Materials and Methods

Laser Doppler Flowmetry

The clinical investigations were approved by the Institutional Review Board (IRB) of National Taiwan University Hospital Ethics Committee (Permit Number: NTUH-REC No. 9461700723). The control subjects for the clinical investigations are six (three female and three male) age-matched individuals without any symptoms and signs in both past and present medical histories. Also, each of the control subjects must have normal results in the nerve conduction velocity study prior to recruitment. The patient and control individuals were allowed to rest quietly in an air-conditioned room (20-25°C, humidity 50%) for at least 20 min before initiating the flowmetry measurement using a laser Doppler flowmeter (PeriFlux, PF3, Perimed, Sweden). The principles underlying laser Doppler flowmetry are described elsewhere [48]. A laser Doppler output signal of more than 90% by flow in the subpapillary vessels was continuously monitored [49]. The signals at baseline, during and after thermal stimulation were recorded. Thermal stimulation was achieved by directly heating with laser probe for 1 min in order to raise the skin temperature to 44°C. Skin blood flow was measured immediately after thermal stimulation and again after a 10 min cooling rest period in the air condition room. All measures were expressed in perfusion unit (P.U.). Theoretically, the flow is determined by the product of blood flow velocity and the number of moving red cell corpuscles within the surface capillaries of the skin. The mean value of the perfusion unit in a defined period was analyzed by Perisoft software (the Perimed analysis program for PeriFlux). Each measurement was repeated six times in both the patient and seven normal age-matched controls. The intra-individual coefficient of variations was ~9.8%. Just prior to the blood flow test, the temperature of the skin was taken using an electric thermometer (Takara, Japan) to measure the temperature at baseline, during, and after thermal stimulation. Mann-Whitney U-test was used for non-parametric comparison among the measurements of the index patient and the control group.
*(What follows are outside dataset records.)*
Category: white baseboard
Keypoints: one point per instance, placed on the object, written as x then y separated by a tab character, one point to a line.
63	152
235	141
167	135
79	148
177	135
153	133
Molecular Biology and Expression DNA Constructs of Nav1.7 Channel

The human Nav1.7 cDNA (SCN9A gene) was subcloned into pTracer-EF/V5-His vector [15]. The GFP sequence, which is driven by a separate promoter in pTracer vector, allows identification of the transfected cells under fluorescent microscope (Nikon, Inc. Japan). The p.V1316A mutation was made using Quikchange site-directed mutagenesis kit (Stratagene, La Jolla, CA, US), and confirmed by the automatic DNA sequencing (Applied Biosystems, 3730xl DNA, Analyzer Foster, CA, US) [15,50-53].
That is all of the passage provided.